Implement Chunker with chunker_version = "audio-segment-v1". Groups consecutive transcript segments into chunks that approach target_tokens while respecting speaker-turn boundaries (when present).
Why now / why this size
Per-medium chunker. Tiny but versioned — chunk_id depends on chunker_version so labeling matters.
policy_hash = blake3(canonical_json(policy)) truncated to 16 hex chars.
Behavior contract
Operates only on documents whose first block is Block::AudioRef with Some(transcript). Other documents → anyhow::Error("AudioSegmentV1Chunker only handles audio docs").
Iterate transcript.segments (already in chronological order):
Greedily group adjacent segments until estimated token budget approaches policy.target_tokens (bytes / 4 proxy on segment text).
Force a split when segment[i].speaker != segment[i-1].speaker (only if speaker info present), even if budget not met.
No overlap across chunks (audio chunk overlap is rarely useful for retrieval).
block_ids = [audio_ref_block.block_id] (always one block per chunk).
token_estimate = byte_len / 4.
Empty transcript (segments.is_empty()) → Vec::new() (no chunks).
Speaker label for citation: if all segments in a chunk share a speaker, the chunk's Citation::Time { speaker: Some(...) } (constructed downstream by retrieval) preserves it.

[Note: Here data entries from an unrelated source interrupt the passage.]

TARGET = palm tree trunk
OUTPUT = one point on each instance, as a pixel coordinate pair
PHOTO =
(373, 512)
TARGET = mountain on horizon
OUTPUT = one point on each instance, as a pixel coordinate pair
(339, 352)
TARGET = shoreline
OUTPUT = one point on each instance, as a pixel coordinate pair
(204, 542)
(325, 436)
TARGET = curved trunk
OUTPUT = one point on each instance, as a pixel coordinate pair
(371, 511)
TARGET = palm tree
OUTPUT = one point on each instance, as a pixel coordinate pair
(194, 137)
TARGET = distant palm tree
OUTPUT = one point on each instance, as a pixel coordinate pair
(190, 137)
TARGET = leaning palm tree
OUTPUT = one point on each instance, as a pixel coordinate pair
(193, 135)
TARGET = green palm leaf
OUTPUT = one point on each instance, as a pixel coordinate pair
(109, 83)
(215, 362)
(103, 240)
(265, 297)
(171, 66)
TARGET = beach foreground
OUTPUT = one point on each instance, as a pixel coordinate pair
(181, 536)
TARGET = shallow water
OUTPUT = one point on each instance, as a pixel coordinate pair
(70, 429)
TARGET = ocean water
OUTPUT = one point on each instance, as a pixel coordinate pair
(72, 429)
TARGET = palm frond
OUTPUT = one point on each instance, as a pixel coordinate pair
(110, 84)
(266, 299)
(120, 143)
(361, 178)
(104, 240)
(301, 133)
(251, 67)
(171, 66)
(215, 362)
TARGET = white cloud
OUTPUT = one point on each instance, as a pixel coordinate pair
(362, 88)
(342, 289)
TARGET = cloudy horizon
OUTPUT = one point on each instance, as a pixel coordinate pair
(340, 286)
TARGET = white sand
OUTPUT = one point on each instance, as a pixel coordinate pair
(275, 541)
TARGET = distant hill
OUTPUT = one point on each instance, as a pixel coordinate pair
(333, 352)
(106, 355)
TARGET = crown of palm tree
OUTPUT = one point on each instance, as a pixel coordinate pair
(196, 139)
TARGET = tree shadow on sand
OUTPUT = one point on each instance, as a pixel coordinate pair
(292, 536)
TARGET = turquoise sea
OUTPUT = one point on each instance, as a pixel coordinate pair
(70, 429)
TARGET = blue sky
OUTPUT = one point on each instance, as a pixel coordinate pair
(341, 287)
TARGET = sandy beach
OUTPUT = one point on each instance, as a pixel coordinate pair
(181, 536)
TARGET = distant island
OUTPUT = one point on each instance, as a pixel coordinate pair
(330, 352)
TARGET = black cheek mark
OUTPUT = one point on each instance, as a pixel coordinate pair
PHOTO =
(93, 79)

This task's responsibility ends at populating source_spans; retrieval-side citation construction reads transcript.segments from DB to attach speaker (or this chunker can serialize speaker into a small extension JSON in chunk.heading_path — chosen approach: leave the speaker propagation to the retriever, NOT the chunker, because including it in chunk_id would couple speakers into chunk_id).
Time-overlap chunks (intentionally not supported in v1).
Real tokenizer integration (P+ replaces byte proxy across all chunkers).
Risks / notes
Speaker boundary forcing can create very small chunks if speakers alternate fast (e.g., interview Q/A). Document a policy.min_segments_per_chunk knob (default 1) to optionally suppress force-splits below the floor — implementer's call to add a config knob if metric pressure demands.
Citation speaker inference at retrieval time needs DB lookup of transcript_segments (or a transcript_segments table — none exists yet). For v1, surface speaker info via the wire Citation::Time.speaker only when the retriever can confidently attach it; otherwise leave None. This task does not block on that decision.
Bumping chunker_version invalidates downstream embeddings; treat as a versioning event per §9.